Danielle LaPorte seems to be getting at the same point when she writes that “It’s about an overall proportion in your life, not perfection.” (Italics hers.)

In her blog post, Danielle describes her life as wildly unbalanced on a day-to-day basis. Yet her life doesn’t seem quite so unbalanced if you look at it over a period of weeks rather than days.

“I ‘work’ on holidays,” she writes, but “Last Monday I stayed in bed and read all day.”

Again, she writes, “I can eat cereal every day for a week, wearing the same clothes, never leaving the house because I want to finish a book.” But on the other hand, “I like last minute trips out of town and not answering email for days.”

I don’t think it’s a problem if some of your days are short on rest, exercise, or social interaction. Sometimes your life will necessarily remain out of balance for weeks or even months–when you’re finishing a dissertation, for example, or starting a business, or when your baby is teething.

But at some point, you need to get the things you’ve been missing, or your health and happiness will suffer. And if you’ve just worked non-stop on a work-related project for a month, you need more than a single weekend of hiking and reading mindless novels to recuperate.

Why It Isn’t Enough to Do What You Love

One thing that Danielle and Clay don’t talk about is the fact that certain activities are more likely to be short-changed than others. Most of us spend a lot of our time on three activities: working, driving, and imbibing passive entertainment from a series of screens. Each year, the average American spends over 100 hours commuting to work, and 1,812 hours watching TV, but only 80 hours on vacation. (Obviously, there’s some overlap between those last two activities.)

At the other end of the spectrum, the activities that are most often short-changed are exercise, sleep, food preparation, and uninterrupted time with family and friends. The predictable results include obesity, chronic health problems, and social isolation.

Just because you enjoy your work doesn’t mean you don’t need physical activity, nor can work replace quality time with your family. As Corbett Barr points out:

There are plenty of great things in life that are enjoyable in moderate doses but dangerous when addicted to. Sex, drugs, adrenaline-fueled sports, watching TV, exercise and the Internet all come to mind. Some are dangerous to your health, others are dangerous to your mental state, your finances or simply because they cause neglect in other important areas of life.

Work is no different. If you love what you do, it’s easy to become consumed by it. If you let it go too far, you’ll start to neglect other things.

The book Three Cups of Tea is the inspiring story of one man’s heroic effort to build schools in Pakistan and Afganistan. It’s also a cautionary tale about the harmful effects of pursuing a passion to the exclusion of everything else.

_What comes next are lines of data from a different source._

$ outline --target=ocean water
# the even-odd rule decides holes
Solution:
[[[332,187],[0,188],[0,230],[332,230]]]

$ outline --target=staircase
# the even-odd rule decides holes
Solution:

After Greg Mortenson started a non-profit organization, he adopted a punishing schedule, routinely getting up at 3:00 a.m. so that he could phone his contacts in Pakistan. He stopped mountaineering and gained a lot of weight. He also reportedly isolated himself from other members of his organization and refused to delegate.

In the book, Greg’s wife is quoted as saying that “I told Greg I love how passionate he is about his work. But I told him he had a duty to his family, too. He needed to get more sleep, get some exercise, and get enough time to have a life with us.”

That’s good advice for all of us–whether we’re just doing trying to make a living, or shuttling between Montana and Northwest Pakistan on a mission the change the world.